The Sparse Hausdorff Moment Problem, with Application to Topic Models
This addresses a fundamental problem in statistical learning for applications like topic modeling, but it is incremental as it improves upon existing algorithms in terms of runtime while maintaining similar sample complexity.
The paper tackles the problem of identifying a sparse probability distribution from its noisy moments, which is equivalent to learning a mixture model from iid binary variables, with applications to topic models. It presents an algorithm that achieves sample complexity exponential in k but with improved runtime of O(k^{2+o(1)}) arithmetic operations, compared to previous methods with worse runtime or sample complexity.

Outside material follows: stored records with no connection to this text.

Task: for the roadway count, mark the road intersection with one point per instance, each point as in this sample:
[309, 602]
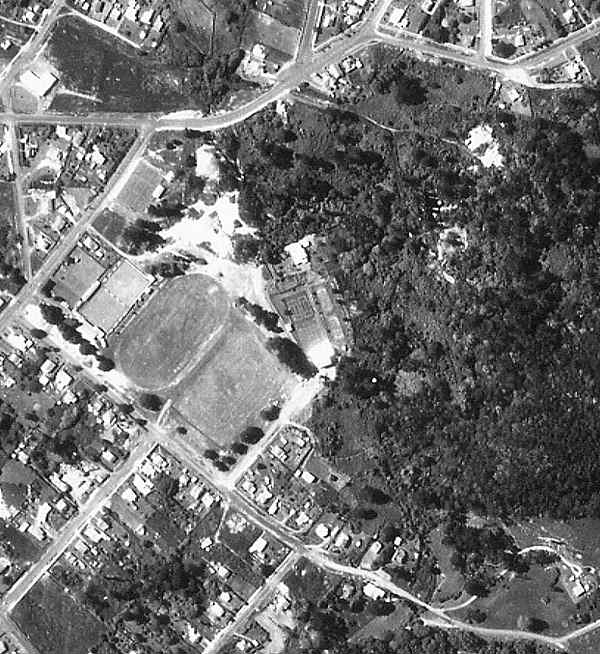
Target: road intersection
[308, 62]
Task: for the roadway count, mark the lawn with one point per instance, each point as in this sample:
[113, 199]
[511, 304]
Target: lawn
[111, 225]
[137, 193]
[264, 29]
[226, 393]
[531, 595]
[54, 622]
[173, 332]
[112, 73]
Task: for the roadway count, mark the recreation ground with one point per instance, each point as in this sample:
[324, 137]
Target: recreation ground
[190, 346]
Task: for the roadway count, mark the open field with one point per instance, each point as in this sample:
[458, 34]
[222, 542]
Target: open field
[227, 392]
[174, 330]
[137, 193]
[54, 622]
[111, 225]
[110, 72]
[532, 595]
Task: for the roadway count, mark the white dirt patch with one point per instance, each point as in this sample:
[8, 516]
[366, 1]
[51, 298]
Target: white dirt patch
[484, 146]
[214, 229]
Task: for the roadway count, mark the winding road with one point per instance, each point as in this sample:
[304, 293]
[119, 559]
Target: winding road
[371, 31]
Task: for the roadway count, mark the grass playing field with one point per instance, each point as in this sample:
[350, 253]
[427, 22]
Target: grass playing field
[173, 332]
[239, 378]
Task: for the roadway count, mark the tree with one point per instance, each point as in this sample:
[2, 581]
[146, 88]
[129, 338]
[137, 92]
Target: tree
[151, 401]
[245, 248]
[292, 355]
[52, 314]
[239, 448]
[87, 348]
[252, 435]
[105, 364]
[270, 413]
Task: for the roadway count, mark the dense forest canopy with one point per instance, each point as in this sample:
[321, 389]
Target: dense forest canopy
[475, 294]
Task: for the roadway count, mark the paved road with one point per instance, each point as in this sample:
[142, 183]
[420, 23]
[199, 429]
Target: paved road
[58, 253]
[308, 63]
[486, 16]
[305, 44]
[29, 51]
[72, 530]
[254, 603]
[11, 131]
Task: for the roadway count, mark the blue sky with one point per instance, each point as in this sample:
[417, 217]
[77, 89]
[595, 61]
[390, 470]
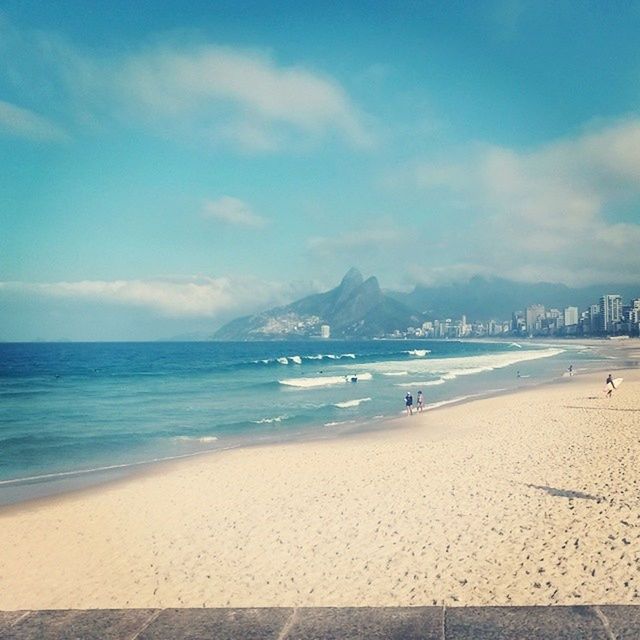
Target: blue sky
[167, 168]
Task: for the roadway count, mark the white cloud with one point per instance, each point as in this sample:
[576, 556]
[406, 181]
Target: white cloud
[548, 213]
[365, 238]
[172, 297]
[198, 93]
[232, 211]
[23, 123]
[238, 86]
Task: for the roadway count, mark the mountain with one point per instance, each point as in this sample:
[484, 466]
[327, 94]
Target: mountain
[356, 308]
[486, 298]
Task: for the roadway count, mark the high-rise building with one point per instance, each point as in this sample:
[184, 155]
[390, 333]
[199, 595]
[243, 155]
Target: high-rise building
[570, 316]
[610, 312]
[534, 315]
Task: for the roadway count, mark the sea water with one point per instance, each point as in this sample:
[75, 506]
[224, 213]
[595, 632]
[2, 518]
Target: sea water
[73, 414]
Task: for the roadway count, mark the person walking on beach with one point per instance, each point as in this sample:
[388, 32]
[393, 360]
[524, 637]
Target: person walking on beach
[420, 402]
[408, 403]
[610, 385]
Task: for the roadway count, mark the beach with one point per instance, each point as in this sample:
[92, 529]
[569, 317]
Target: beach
[526, 498]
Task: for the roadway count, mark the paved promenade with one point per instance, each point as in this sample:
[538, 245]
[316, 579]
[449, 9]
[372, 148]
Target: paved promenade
[392, 623]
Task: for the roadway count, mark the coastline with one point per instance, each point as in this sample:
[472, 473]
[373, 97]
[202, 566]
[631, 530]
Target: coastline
[40, 488]
[522, 498]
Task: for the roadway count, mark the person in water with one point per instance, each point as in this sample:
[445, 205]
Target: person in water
[408, 402]
[610, 385]
[420, 402]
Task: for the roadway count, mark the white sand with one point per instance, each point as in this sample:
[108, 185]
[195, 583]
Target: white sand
[531, 498]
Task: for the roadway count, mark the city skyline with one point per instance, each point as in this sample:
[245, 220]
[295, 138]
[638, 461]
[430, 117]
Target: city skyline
[171, 168]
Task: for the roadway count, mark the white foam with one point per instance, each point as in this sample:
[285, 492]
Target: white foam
[321, 381]
[449, 368]
[351, 403]
[420, 353]
[196, 438]
[419, 383]
[269, 420]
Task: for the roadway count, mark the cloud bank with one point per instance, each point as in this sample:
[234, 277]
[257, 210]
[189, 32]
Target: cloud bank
[566, 211]
[20, 122]
[232, 211]
[183, 88]
[193, 297]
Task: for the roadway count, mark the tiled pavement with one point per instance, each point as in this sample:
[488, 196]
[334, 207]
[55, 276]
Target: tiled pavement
[389, 623]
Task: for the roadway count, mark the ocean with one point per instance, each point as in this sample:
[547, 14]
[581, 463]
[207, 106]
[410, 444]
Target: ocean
[76, 414]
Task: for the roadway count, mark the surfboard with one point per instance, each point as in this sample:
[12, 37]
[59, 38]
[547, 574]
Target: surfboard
[616, 383]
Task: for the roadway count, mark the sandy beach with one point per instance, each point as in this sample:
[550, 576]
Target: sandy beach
[521, 499]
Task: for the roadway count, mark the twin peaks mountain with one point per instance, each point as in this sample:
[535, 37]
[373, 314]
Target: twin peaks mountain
[356, 308]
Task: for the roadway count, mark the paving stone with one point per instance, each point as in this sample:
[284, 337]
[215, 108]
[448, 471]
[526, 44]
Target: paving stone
[624, 621]
[8, 619]
[94, 624]
[217, 624]
[523, 623]
[368, 623]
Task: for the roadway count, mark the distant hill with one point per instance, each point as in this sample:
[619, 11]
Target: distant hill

We consider the problem of identifying, from its first $m$ noisy moments, a probability distribution on $[0,1]$ of support $k<\infty$. This is equivalent to the problem of learning a distribution on $m$ observable binary random variables $X_1,X_2,\dots,X_m$ that are iid conditional on a hidden random variable $U$ taking values in $\{1,2,\dots,k\}$. Our focus is on accomplishing this with $m=2k$, which is the minimum $m$ for which verifying that the source is a $k$-mixture is possible (even with exact statistics). This problem, so simply stated, is quite useful: e.g., by a known reduction, any algorithm for it lifts to an algorithm for learning pure topic models. We give an algorithm for identifying a $k$-mixture using samples of $m=2k$ iid binary random variables using a sample of size $\left(1/w_{\min}\right)^2 \cdot\left(1/ζ\right)^{O(k)}$ and post-sampling runtime of only $O(k^{2+o(1)})$ arithmetic operations. Here $w_{\min}$ is the minimum probability of an outcome of $U$, and $ζ$ is the minimum separation between the distinct success probabilities of the $X_i$s. Stated in terms of the moment problem, it suffices to know the moments to additive accuracy $w_{\min}\cdotζ^{O(k)}$. It is known that the sample complexity of any solution to the identification problem must be at least exponential in $k$. Previous results demonstrated either worse sample complexity and worse $O(k^c)$ runtime for some $c$ substantially larger than $2$, or similar sample complexity and much worse $k^{O(k^2)}$ runtime.